You recently wrote about how AI and corporate social responsibility can help tackle corruption. What are some of the pros and cons of this approach?
This article is essentially a part of my doctoral research. When we talk about mechanisms to address corporate corruption, we often think about laws or treaties such as the Corruption of Foreign Public Officials Act or the Organisation for Economic Cooperation and Development Anti-Bribery Convention, but there’s also so much to gain by looking inwards within the corporation.
CSR is one of such internal mechanisms. Using CSR as an anti-corruption tool reinforces that companies have to go beyond the bare minimum by not just complying with anti-corruption legislations or treaties but also viewing anti-corruption as a social responsibility. Doing so will centre transparency and accountability at the heart of a company’s operations and communicate to stakeholders and shareholders that the company places a premium on these values. There’s also a number of benefits that can be derived from utilizing AI as an anti-corruption tool, especially considering its capacity to detect corrupt activities at a much faster rate than is humanly possible. If we then couple CSR and AI, we have a framework where CSR can help establish a culture of transparency and accountability within the company while AI mechanisms can assist in implementing these values within the organization.
As with many similar frameworks, however, there are challenges that arise with AI’s use — possible privacy violations, concerns that AI may replicate hidden biases, and that AI may be used in itself to facilitate corrupt activities among others. These concerns must be taken into account when designing an AI-based anti-corruption framework.
What impact do you hope your research has beyond academia?
Corruption is such a complex problem that is difficult to eradicate, but I’m hopeful that my research will contribute to collective efforts seeking to address the problem. In conducting this research, my goal is to provide useful suggestions to companies on how to mitigate bribery and corruption risks using tools they are already familiar with. Corporate governance and corporate social responsibility measures are part and parcel of corporate activity, and we see companies utilizing AI in decision-making processes. Despite this, many companies haven’t considered that these tools, used jointly, can enhance anti-corruption processes. My research hopes to make a case for companies to do so.
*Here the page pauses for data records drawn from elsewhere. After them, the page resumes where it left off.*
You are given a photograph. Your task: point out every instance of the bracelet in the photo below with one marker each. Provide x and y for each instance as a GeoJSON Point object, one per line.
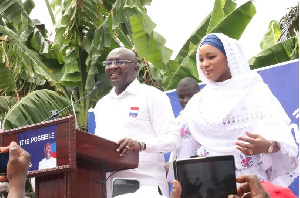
{"type": "Point", "coordinates": [270, 149]}
{"type": "Point", "coordinates": [142, 146]}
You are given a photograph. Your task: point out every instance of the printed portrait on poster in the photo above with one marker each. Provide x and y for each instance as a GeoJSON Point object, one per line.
{"type": "Point", "coordinates": [41, 144]}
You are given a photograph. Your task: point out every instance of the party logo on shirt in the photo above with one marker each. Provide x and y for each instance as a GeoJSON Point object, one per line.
{"type": "Point", "coordinates": [134, 111]}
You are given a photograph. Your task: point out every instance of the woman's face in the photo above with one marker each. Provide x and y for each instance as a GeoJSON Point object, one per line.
{"type": "Point", "coordinates": [213, 63]}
What have you enjoyed or found most rewarding about your time as a PhD student so far?
For me, I’ve found connecting with fellow graduate students, staff, and professors at Allard Law most rewarding. I especially enjoy the freedom I have as a PhD student to think about and explore ideas and topics that interest me and to discuss these ideas with fellow researchers. I’ve also enjoyed working as an External Relations Student Coordinator, along with Alumni Relations Manager Lindsay Cashin and Communications Manager Heidi Wudrick. In this role, I’ve had the opportunity to delve into Communications, a field I have always been interested in, and loved meeting and interviewing Allard Law alumni. It’s always refreshing to connect with alumni and get to hear and write about their time at the law school and their legal journey afterwards.